— Это не давало Галлиону, — ответил Ланжелье, — большей возможности вести со святым Павлом последовательный разговор на любую высокую нравственную или философскую тему. Я знаю хорошо, да и вам, конечно, небезызвестно, что около пятого века христианской эры существовало предположение, что Сенека познакомился в Риме со святым Павлом и восхищался учением апостола, Этот миф мог привиться только при том печальном помрачении человеческого ума, которое так скоро последовало за временами Тацита и Трояна. Чтобы придать ему правдоподобность, подделыватели, какими тогда кишела христианское общество, смастерили переписку, и блаженный Иероним и блаженный Августин отзываются об этой переписке с почтением. Если эти письма — те самые, какие до нас дошли за подписью Павла и Сенеки, то остается предположить что эти отцы церкви или не читали их, либо имели мало проницательности.

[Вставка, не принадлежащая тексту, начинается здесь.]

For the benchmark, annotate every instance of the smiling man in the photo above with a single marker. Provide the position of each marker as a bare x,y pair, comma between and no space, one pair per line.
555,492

Это — нелепое произведение христианина, ничего не знающего об эпохе Нерона и решительно не способного подражать стилю Сенеки. Нужно ли говорить, что великие средневековые ученые твердо верили и в реальность этих отношений и в подлинность этих писем? Но гуманистам Возрождения не составило большого труда доказать ложность и неправдоподобность этих вымыслов. Не важно, что Жозеф де-Местр подобрал и их вместе с прочим старым хламом. Никто уже не обращает на это внимания, и теперь один лишь авторы изящных романов, предназначенных для великосветской публики, сочетая в себе спиритуализм и ловкость, заставляют апостолов церкви вести длиннейший разговоры с философами и щеголями императорского Рима и излагать восхищенному Петронику самые свежие красоты христианства. Диалог Галлиона, только что вами слышанный, содержит в себе меньше прикрас и больше правды.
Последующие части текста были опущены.